Even surviving on the margin percentage can be hard to do in today’s market. China imports limited stainless scrap from the U.S. China does use nickel pig iron. However, overall it uses only about 25 to 30 percent scrap in its product while the European and domestic markets use closer to 70 percent.

Fish says most of the domestic indicators are good, citing respectable numbers from auto sales, employment and real estate. “All the base products are good—except the LME market does not see that,” he says.

At the root of the problem, Fish finds the speculation on the LME. And only a major, fundamental market change will change that soon. The big unanswered question becomes whether the Chinese will have to purchase scrap on the international market. Few observers see the Chinese jumping in with both feet any time soon. Yet the Chinese have been known to surprise the recycling world with major demand surges.

Castriota is not so sure. He says his big hope for improvement in stainless and the other metals is a return of manufacturing to the United States. “It would help if Ford would build a plant around here,” he says. He knows that there are two mega-factors that argue against a major upsurge in the domestic manufacturing sector: U.S. tax laws, which have chased all sorts of companies offshore and cheap labor overseas.

“There is always hope for a turn-around,” Hunter says. However, he sees little likelihood of that happening between now and the New Year or even by spring. “Today’s market is the current reality,” Hunter says. “Will there be change? In five years, we’ll know.”

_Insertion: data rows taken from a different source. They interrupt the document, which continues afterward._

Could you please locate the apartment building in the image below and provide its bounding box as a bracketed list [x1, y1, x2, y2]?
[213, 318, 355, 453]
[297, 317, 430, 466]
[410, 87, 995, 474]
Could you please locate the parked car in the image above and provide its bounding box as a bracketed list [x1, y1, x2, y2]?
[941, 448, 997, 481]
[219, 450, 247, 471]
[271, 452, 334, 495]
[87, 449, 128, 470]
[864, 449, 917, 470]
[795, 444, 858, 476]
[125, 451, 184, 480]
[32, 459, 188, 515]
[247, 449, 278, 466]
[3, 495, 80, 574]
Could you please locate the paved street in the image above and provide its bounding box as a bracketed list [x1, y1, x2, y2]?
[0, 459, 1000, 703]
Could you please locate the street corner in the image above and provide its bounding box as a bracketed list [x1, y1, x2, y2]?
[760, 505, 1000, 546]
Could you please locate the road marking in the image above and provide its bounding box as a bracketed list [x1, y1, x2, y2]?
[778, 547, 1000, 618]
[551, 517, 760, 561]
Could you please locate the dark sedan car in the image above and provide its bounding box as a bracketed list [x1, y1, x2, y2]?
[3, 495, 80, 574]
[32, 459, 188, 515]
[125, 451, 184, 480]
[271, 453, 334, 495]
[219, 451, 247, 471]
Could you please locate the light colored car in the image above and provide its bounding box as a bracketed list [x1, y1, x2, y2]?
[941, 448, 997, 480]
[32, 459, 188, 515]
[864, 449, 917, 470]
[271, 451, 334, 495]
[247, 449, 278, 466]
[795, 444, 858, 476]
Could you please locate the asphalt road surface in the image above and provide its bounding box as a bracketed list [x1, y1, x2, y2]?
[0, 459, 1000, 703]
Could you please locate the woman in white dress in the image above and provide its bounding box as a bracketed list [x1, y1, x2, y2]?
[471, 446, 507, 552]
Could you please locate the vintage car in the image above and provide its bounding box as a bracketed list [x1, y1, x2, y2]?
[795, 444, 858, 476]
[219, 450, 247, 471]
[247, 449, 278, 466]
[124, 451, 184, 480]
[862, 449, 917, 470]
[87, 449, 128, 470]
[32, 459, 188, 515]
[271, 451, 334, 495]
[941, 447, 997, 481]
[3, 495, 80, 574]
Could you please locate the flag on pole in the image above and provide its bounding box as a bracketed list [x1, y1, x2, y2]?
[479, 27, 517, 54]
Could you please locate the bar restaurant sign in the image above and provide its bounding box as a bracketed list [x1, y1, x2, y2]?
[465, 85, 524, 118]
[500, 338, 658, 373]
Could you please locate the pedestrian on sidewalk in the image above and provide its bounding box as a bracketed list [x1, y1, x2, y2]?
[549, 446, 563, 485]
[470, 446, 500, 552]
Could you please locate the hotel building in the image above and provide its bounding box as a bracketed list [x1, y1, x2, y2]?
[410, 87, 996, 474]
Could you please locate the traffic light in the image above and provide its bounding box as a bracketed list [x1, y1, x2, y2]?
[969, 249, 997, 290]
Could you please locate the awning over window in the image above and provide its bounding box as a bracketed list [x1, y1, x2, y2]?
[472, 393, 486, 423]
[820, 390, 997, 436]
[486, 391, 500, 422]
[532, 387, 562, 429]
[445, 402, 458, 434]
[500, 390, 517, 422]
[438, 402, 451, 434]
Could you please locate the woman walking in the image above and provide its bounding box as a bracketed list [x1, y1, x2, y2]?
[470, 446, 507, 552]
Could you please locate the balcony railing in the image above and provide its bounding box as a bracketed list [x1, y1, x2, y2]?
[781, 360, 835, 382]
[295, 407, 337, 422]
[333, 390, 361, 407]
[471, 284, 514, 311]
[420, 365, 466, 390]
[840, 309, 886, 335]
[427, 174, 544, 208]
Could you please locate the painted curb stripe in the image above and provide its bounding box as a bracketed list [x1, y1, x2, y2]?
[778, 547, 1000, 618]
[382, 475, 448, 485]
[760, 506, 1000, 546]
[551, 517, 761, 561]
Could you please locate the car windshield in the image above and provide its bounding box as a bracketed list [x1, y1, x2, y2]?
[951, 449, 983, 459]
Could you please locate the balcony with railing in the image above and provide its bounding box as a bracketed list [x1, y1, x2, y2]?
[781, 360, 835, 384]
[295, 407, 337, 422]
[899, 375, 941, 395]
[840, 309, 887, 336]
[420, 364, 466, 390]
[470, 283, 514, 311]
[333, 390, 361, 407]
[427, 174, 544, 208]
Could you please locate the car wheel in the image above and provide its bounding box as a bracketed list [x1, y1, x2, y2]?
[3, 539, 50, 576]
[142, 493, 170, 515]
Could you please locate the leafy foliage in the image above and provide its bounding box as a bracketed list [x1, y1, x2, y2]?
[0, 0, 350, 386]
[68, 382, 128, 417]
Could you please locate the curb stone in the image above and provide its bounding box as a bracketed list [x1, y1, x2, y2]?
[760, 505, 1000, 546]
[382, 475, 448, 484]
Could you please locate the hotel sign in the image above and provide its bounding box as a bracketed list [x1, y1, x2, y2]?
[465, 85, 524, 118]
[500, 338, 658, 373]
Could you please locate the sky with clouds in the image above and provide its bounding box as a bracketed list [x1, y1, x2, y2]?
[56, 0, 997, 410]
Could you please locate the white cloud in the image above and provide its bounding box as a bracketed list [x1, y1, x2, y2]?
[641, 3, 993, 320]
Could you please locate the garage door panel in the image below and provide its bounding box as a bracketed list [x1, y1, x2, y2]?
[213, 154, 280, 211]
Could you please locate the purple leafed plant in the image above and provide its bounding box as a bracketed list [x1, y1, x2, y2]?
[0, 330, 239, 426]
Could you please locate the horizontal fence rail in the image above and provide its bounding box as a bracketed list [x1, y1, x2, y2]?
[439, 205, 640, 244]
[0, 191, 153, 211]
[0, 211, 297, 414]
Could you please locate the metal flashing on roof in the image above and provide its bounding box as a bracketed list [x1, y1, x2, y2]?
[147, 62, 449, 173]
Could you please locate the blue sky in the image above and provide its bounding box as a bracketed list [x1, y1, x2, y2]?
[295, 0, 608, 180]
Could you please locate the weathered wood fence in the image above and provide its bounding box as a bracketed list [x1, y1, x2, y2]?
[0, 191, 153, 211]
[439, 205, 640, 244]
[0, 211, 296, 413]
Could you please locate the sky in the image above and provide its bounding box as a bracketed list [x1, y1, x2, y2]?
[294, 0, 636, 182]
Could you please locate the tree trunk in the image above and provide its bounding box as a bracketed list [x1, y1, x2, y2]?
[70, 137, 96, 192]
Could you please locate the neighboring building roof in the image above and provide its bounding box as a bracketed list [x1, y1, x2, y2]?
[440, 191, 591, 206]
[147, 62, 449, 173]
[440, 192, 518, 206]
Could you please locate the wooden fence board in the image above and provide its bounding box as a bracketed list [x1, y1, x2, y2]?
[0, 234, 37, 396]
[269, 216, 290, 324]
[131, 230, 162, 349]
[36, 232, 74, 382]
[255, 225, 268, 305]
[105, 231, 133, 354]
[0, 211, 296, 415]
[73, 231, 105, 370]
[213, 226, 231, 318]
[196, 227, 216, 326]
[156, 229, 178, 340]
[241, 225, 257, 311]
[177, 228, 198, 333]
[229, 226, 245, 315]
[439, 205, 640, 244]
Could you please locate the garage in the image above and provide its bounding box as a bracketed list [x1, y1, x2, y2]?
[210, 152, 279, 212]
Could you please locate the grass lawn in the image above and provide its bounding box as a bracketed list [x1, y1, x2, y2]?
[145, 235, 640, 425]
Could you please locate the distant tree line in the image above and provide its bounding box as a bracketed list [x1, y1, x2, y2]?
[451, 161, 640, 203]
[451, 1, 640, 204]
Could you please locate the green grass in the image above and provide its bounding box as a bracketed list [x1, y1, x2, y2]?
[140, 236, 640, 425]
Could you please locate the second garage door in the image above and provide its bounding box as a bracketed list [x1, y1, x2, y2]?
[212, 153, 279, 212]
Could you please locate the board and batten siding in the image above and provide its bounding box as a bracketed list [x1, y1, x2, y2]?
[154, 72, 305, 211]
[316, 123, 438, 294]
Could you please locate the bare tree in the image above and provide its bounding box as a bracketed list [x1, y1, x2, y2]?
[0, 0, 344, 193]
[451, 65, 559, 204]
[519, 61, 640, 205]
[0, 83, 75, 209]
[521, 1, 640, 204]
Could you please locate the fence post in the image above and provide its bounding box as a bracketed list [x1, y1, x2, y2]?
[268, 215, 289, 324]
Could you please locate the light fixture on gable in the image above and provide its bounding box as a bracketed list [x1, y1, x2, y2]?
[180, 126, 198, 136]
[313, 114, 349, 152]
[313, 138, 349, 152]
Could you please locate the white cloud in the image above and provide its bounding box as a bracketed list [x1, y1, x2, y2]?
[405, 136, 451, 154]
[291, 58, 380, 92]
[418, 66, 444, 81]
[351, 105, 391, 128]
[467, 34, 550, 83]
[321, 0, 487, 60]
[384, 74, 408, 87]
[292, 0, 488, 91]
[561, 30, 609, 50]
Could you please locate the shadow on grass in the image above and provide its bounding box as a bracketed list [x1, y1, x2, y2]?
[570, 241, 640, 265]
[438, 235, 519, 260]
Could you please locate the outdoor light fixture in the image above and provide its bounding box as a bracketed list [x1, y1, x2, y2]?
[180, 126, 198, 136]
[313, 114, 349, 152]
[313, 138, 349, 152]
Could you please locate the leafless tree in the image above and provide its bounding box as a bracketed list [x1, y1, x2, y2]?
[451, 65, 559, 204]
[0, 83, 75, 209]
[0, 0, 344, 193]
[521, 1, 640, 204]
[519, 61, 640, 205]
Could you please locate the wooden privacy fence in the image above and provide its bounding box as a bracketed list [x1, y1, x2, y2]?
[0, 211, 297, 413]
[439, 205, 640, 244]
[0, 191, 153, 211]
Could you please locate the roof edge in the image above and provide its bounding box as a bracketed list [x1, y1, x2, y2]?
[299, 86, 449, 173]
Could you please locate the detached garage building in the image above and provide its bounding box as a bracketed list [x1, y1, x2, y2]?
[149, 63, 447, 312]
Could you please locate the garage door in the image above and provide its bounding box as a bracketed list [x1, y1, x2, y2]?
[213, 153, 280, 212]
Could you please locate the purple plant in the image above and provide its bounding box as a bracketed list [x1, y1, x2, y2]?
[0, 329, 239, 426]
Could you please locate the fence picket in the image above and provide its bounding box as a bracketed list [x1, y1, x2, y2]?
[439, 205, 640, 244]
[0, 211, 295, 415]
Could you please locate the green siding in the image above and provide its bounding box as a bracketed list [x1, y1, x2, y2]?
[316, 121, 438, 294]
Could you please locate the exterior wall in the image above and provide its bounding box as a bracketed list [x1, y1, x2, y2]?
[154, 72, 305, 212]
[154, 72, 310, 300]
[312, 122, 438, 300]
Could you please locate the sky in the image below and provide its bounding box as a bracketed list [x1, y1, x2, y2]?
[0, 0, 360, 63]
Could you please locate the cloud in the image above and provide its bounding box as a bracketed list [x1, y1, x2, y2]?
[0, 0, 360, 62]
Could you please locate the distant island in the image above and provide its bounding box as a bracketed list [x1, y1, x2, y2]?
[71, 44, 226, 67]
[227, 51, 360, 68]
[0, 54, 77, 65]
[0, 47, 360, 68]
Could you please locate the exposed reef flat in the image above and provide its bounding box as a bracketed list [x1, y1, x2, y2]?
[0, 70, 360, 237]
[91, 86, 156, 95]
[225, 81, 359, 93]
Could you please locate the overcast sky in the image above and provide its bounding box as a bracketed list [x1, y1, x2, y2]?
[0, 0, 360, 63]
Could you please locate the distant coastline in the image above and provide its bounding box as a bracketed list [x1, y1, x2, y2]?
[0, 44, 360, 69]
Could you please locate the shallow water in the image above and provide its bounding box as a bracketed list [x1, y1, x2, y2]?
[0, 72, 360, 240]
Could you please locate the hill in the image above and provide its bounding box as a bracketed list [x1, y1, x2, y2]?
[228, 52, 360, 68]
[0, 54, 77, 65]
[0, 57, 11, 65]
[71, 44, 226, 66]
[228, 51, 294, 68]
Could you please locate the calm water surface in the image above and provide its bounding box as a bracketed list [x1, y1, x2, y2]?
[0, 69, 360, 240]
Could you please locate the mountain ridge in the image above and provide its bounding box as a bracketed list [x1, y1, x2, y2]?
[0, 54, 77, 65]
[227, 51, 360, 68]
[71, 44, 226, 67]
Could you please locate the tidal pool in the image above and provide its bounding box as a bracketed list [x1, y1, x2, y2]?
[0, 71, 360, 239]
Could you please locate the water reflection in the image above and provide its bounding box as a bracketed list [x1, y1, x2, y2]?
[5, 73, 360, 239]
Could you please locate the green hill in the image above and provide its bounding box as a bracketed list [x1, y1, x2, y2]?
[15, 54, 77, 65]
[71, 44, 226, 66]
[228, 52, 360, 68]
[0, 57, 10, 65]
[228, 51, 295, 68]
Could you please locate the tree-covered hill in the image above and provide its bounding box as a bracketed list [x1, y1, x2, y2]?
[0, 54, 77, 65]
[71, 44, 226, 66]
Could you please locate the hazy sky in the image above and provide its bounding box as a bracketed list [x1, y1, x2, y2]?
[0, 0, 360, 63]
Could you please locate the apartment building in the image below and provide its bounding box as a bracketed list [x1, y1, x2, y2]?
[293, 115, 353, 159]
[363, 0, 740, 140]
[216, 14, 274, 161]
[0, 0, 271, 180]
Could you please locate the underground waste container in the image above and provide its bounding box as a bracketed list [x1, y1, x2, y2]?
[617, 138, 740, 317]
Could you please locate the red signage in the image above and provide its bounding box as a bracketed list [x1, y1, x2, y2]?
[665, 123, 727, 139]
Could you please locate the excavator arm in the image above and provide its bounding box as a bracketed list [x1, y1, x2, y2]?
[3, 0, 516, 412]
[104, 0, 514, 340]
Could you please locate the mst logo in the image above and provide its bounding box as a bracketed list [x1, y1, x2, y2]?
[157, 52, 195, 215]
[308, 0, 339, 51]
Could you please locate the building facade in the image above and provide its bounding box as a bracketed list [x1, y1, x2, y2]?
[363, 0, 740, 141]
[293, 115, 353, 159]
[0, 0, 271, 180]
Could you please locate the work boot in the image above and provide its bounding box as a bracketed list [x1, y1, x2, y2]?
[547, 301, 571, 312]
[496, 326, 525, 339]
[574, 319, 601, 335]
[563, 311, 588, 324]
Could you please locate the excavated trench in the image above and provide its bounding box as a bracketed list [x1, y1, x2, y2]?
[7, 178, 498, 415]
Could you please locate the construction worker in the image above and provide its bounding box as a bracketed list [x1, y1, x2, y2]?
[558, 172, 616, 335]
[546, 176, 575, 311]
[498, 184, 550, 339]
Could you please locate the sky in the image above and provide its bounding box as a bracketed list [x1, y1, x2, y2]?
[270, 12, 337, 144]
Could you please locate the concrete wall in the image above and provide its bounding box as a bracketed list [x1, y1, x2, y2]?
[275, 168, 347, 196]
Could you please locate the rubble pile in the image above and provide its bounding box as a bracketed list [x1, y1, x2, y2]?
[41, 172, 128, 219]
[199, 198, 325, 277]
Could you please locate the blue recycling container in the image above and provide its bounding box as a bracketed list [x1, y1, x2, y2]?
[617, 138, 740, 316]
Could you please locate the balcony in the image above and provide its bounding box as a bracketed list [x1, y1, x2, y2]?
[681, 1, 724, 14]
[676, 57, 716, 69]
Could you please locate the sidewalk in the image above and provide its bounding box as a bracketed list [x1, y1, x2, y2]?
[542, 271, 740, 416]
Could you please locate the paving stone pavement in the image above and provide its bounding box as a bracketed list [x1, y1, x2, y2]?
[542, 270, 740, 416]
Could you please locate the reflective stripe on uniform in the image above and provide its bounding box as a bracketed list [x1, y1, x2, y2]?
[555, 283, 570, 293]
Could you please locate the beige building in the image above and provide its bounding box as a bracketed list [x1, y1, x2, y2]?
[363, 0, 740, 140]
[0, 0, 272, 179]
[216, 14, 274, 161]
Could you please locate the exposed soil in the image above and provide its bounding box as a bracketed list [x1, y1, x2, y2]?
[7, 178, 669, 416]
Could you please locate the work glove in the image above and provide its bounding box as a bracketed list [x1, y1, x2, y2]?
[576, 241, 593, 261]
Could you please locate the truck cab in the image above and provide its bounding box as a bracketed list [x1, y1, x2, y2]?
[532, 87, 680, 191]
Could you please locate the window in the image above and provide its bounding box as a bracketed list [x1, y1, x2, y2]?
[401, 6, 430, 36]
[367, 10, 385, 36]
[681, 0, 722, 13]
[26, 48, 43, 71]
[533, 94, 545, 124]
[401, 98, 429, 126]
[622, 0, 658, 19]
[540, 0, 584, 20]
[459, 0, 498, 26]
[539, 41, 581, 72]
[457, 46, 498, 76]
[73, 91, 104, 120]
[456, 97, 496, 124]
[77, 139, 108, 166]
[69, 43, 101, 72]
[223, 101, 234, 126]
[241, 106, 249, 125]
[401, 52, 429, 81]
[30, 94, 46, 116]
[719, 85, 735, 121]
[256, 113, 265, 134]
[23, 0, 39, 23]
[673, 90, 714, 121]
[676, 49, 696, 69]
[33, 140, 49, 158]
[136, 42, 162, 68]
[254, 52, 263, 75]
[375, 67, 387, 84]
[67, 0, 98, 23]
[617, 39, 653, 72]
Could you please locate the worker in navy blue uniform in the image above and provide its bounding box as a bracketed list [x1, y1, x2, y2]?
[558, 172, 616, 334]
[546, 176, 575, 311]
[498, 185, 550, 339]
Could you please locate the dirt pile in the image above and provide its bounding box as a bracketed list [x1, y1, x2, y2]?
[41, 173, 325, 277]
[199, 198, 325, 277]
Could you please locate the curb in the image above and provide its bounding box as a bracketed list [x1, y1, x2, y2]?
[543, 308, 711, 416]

Fish, likewise, is bewildered by today’s situation. “The market will improve when the exact opposite of what caused it to go down happens,” he says. “There is no rhyme or reason to what is going on. You don’t have normal business cycles because of what is happening on the LME.”

Sooner or later, normal business cycles should reassert themselves and allow the market to adjust. Then the stain on stainless scrap will be blotted out. Few, if any, though, see that transition coming any time soon. The good news in that outlook might be that predictions have been wrong in the past.